Mayor and City Treasurer Uwe Becker invites to the financial tour on 4. February
(kus) Frankfurt am Main is the city on the European continent that clearly shows in its cityscape that it is the center of economic and monetary policy.
Mayor and City Treasurer Becker invites you to the first financial tour on Saturday, February 4. Citizens will have the opportunity to explore Frankfurt's financial center together with Mayor Becker and City Guide Christian Setzepfandt. The two-hour tour will lead on foot from Paulsplatz through the nearby city centre towards Ostend.
"Frankfurt has established itself as the leading financial centre in Germany and is one of the most important international financial centres worldwide. This position is mainly due to the strong banking sector, the city's international orientation and as a location for European regulatory authorities. During the tour, it will become clear that Frankfurt has been a financial centre for a long time and that this history is still visible in numerous places on closer inspection. I look forward to exploring the financial centre and its history together with citizens," says Becker.
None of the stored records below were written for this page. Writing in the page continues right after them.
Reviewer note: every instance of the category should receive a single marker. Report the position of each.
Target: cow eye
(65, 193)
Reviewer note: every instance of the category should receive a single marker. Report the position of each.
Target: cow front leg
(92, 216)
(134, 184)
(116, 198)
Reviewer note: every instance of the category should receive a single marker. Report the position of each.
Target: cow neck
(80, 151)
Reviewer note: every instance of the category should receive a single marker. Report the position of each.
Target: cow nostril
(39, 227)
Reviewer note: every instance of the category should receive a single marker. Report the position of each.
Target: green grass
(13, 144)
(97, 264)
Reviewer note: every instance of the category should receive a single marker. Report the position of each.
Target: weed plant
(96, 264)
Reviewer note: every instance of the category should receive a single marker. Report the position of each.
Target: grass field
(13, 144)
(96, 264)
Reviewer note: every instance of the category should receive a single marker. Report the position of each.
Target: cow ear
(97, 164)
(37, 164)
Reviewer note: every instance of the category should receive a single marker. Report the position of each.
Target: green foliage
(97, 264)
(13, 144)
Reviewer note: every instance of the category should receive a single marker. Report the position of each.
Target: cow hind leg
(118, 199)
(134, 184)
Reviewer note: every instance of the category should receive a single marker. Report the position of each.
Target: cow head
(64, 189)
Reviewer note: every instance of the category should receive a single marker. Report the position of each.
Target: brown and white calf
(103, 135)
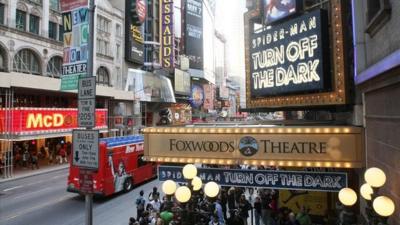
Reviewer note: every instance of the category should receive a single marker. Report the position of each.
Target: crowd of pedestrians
(28, 155)
(233, 206)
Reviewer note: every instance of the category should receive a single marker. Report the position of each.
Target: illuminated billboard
(291, 57)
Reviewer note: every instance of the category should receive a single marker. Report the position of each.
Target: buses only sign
(85, 149)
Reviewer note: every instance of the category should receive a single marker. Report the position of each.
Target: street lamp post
(379, 208)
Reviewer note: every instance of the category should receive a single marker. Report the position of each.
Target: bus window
(141, 162)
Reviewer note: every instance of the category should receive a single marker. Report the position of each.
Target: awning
(149, 87)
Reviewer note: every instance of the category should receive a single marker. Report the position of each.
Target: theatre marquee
(336, 147)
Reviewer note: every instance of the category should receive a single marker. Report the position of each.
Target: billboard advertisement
(167, 53)
(134, 48)
(291, 57)
(182, 82)
(194, 33)
(76, 35)
(47, 120)
(274, 10)
(287, 180)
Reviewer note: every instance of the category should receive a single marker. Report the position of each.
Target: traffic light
(137, 11)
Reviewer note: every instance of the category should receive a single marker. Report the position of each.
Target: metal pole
(91, 39)
(89, 197)
(89, 209)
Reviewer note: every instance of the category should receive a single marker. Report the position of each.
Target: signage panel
(134, 48)
(289, 146)
(167, 50)
(47, 120)
(194, 33)
(75, 18)
(291, 57)
(85, 149)
(182, 82)
(289, 180)
(87, 102)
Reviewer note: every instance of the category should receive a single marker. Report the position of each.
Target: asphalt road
(43, 200)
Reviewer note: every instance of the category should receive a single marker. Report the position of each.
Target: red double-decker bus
(121, 167)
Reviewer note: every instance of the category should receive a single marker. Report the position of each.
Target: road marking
(9, 189)
(26, 211)
(32, 192)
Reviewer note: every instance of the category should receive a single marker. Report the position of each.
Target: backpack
(140, 203)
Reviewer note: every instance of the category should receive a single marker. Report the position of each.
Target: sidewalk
(20, 173)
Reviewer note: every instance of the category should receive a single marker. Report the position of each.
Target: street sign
(87, 102)
(86, 181)
(85, 149)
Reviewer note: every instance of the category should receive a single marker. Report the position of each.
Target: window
(103, 24)
(34, 24)
(61, 33)
(118, 51)
(378, 13)
(118, 30)
(3, 60)
(102, 77)
(2, 8)
(103, 47)
(20, 22)
(26, 61)
(54, 67)
(55, 5)
(52, 30)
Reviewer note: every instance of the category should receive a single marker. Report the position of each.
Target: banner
(208, 96)
(288, 180)
(75, 18)
(194, 33)
(48, 120)
(291, 57)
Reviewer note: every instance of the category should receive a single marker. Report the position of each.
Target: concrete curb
(33, 174)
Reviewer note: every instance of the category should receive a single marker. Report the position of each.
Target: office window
(34, 24)
(26, 61)
(60, 33)
(52, 30)
(2, 8)
(102, 77)
(54, 67)
(118, 51)
(55, 5)
(20, 22)
(118, 30)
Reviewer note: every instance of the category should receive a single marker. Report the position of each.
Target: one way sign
(85, 149)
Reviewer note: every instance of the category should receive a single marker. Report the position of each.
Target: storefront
(39, 131)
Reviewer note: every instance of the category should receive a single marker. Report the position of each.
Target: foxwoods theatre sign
(291, 57)
(292, 180)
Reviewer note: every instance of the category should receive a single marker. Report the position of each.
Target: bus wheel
(128, 184)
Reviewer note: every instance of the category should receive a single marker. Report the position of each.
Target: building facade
(31, 58)
(377, 77)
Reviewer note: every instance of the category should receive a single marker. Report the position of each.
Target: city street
(43, 200)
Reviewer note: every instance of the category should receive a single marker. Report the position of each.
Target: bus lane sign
(85, 149)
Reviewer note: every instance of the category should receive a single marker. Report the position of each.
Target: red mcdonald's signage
(48, 120)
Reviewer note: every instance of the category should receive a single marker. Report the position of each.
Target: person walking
(257, 210)
(244, 207)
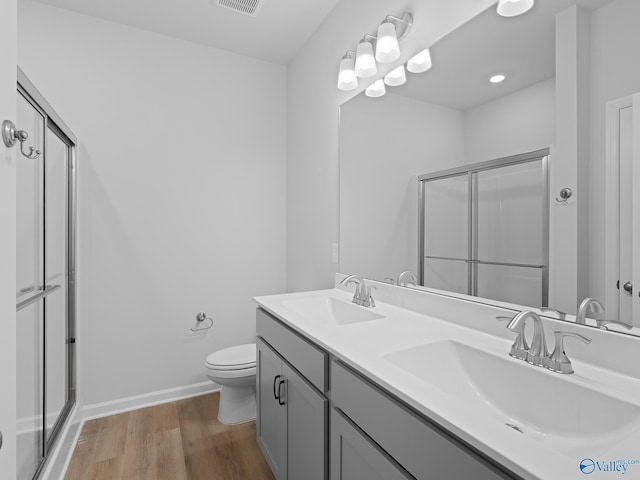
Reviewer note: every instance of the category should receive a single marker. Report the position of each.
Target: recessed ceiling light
(512, 8)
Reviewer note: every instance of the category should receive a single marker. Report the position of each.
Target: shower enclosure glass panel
(449, 275)
(484, 229)
(45, 386)
(29, 281)
(56, 382)
(446, 218)
(519, 285)
(29, 395)
(509, 214)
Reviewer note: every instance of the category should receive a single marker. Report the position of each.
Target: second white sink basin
(330, 309)
(529, 399)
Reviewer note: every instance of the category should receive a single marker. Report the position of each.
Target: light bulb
(396, 77)
(376, 89)
(511, 8)
(387, 48)
(365, 63)
(421, 62)
(347, 79)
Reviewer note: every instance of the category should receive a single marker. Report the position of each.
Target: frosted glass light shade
(511, 8)
(396, 77)
(347, 79)
(365, 63)
(421, 62)
(387, 48)
(376, 89)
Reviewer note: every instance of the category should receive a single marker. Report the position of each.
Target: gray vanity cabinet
(292, 416)
(271, 416)
(355, 457)
(373, 435)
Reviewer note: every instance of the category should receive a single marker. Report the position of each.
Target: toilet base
(237, 405)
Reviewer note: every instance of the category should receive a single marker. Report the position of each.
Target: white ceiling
(523, 48)
(276, 34)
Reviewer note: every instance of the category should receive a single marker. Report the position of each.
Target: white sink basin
(329, 309)
(529, 399)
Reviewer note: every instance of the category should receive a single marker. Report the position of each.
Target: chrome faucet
(537, 354)
(520, 347)
(591, 305)
(557, 313)
(413, 280)
(588, 305)
(362, 295)
(558, 361)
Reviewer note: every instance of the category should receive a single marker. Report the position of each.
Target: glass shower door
(29, 303)
(510, 248)
(446, 234)
(44, 316)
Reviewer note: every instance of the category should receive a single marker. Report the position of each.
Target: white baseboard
(112, 407)
(60, 457)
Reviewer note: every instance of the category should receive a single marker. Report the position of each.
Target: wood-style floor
(180, 440)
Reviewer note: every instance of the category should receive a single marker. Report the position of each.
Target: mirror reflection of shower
(44, 263)
(484, 229)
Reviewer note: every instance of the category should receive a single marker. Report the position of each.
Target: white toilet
(234, 369)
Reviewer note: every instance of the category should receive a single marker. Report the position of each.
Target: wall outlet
(335, 253)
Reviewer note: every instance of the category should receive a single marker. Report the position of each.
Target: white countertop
(531, 455)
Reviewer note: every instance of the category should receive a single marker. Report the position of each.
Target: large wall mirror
(452, 116)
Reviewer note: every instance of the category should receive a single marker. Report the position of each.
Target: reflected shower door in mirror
(622, 273)
(44, 328)
(451, 116)
(485, 229)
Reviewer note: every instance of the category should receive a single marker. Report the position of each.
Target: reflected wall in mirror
(452, 116)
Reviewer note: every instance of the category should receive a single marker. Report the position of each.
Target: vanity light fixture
(362, 62)
(376, 89)
(396, 77)
(420, 62)
(390, 32)
(347, 79)
(512, 8)
(365, 63)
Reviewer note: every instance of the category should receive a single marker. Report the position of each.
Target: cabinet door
(354, 457)
(271, 418)
(307, 413)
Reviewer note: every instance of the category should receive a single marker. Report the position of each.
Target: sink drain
(515, 427)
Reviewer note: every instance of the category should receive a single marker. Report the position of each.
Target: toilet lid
(234, 358)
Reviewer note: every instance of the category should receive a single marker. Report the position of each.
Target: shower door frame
(53, 122)
(472, 262)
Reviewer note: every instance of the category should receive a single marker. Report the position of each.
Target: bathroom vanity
(347, 392)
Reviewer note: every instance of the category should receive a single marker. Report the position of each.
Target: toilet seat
(240, 359)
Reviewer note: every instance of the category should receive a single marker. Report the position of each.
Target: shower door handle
(275, 392)
(280, 399)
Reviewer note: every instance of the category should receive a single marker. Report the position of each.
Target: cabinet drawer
(422, 448)
(305, 357)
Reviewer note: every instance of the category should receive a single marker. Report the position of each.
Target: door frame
(612, 199)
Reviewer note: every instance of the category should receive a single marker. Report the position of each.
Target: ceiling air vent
(246, 7)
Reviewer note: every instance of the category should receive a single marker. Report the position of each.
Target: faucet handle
(602, 324)
(368, 300)
(359, 292)
(558, 360)
(558, 313)
(520, 347)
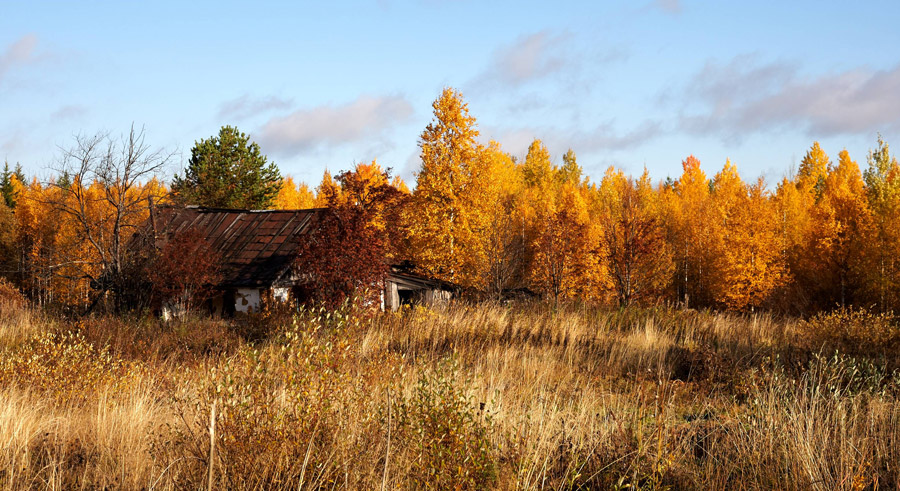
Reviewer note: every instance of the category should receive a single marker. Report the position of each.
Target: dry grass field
(471, 397)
Business was done in Frankfurt from very early on: at the crossroads of important trade routes, merchants from all over the world met and exchanged not only goods, but also their currencies. And so Frankfurt was actually already something of an international financial centre in the early Middle Ages. The core of this development is the Old Bridge over the Main, with the bridge the trade traffic to Frankfurt increased, with the trade came the fair, with the fair the money exchange, with the money exchange the banks and the stock exchange came to the city on the Main. Today, the Rhine-Main region accounts for about ten percent of the gross domestic product, and that with an area of only three percent of the entire federal territory. "Frankfurt is home to the ECB and the German Bundesbank, and the skyscrapers of the banks are the tallest in the eurozone. But it is not only these obvious features that point to the financial centre. The tour relates the present to the past and is definitely interesting even for connoisseurs of Frankfurt's history," says Becker.
Registration
The free walking tour will take place on Saturday, February 4, from 10 a.m. to noon. Meet at 9:50 a.m. in front of St. Paul's Church, Paulsplatz 11.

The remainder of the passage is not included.